No one has time for endless hypotheticals. Because they are endless. Nevertheless, a game of D&D is made out of endless hypotheticals, not endless white rooms.
But you listing of 3 out of an endless amount proves a point. Right.

People who care about balance need to get a life.
High-school level insult aside, every reasonable person knows you arn't going to find balance in any dice based game but the fact that there isn't a 1-handed equivelant to GWM or SS (or having those erratad, or the dozen of other choices game designers can make) is just dumb.
 

Yet some how your examples conviently ignored many other core factors in the game, like party members or other mechanics to get around the dragon. Or are we going to pretend your "definatly not a white room"-overleveled dragon is the one and only way to the mcguffin and stealth is the only option?
It never had to be the only option. It happened to be one the player decided to try. Last time I looked your typical STR fighter wasn't much cop at negotiation either.
But you listing of 3 out of an endless amount proves a point. Right.
Listing and endless number would be difficult, even for me. But listing one is enough to prove such things exist.
High-school level insult aside, every reasonable person knows you arn't going to find balance in any dice based game but the fact that there isn't a 1-handed equivelant to GWM or SS (or having those erratad, or the dozen of other choices game designers can make) is just dumb.
Because AC doesn't matter? All that matters is the size of your damage dice? In which case, why are you even looking at fighters and not playing a wizard?
 


Does it matter?

The system supports Str as being optimal for melee fighter builds. Within the system, Dex melee fighters aren't even close.
Lets just say that I've recently lost a fair amount of faith in human nature. I wouldn't be entirely surprised if, when someone actually produces a Dex fighter in response to that request, the goalposts appear around melee damage only and the standard vhuman BM GWM build is brought out.
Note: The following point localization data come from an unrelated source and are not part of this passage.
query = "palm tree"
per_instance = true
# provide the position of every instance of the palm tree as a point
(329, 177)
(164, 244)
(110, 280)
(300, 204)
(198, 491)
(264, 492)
At which point they likely declare themselves victorious.
 

BacchusNL

Explorer
Lets just say that I've recently lost a fair amount of faith in human nature. I wouldn't be entirely surprised if, when someone actually produces a Dex fighter in response to that request, the goalposts appear around melee damage only and the standard vhuman BM GWM build is brought out. At which point they likely declare themselves victorious.
No reasonable optimiser is looking to create something that is the end-all-be-all of builds. The problem is that when they created outliers like GWM + Polearm Master and SS and didn't support 1-handed playsyles the same way it immediatly creates a balance-issue for many players where they feel pigeonholed into those 2 select playstyles. "Balance in D&D is a scale, not a point" someone said in a different thread, and I fully agree, it's just that the scale has to be in a reasonable range and not have the glaring differences in top and low end values it has had for so long.

It's the exact same thing they just got rid of with Tasha and the dominance of Variant Human for race choices. The fact that those changes are only coming after SO many years, where we've gotten too the point where people are already starting to yell "5.5 when?", and the fact there are still many other systems in 5E that are plain under-developed feels off to me and getting a bit tiresome.

There is some great 3rd party content out there to fix some of those issues, and that does count to some extend, but the reach of those products (not to mention seperating the chaff from the wheat among them or reaching a consensus between players and DM on what is fair/ needed in the game) is extremely limited compared to official releases.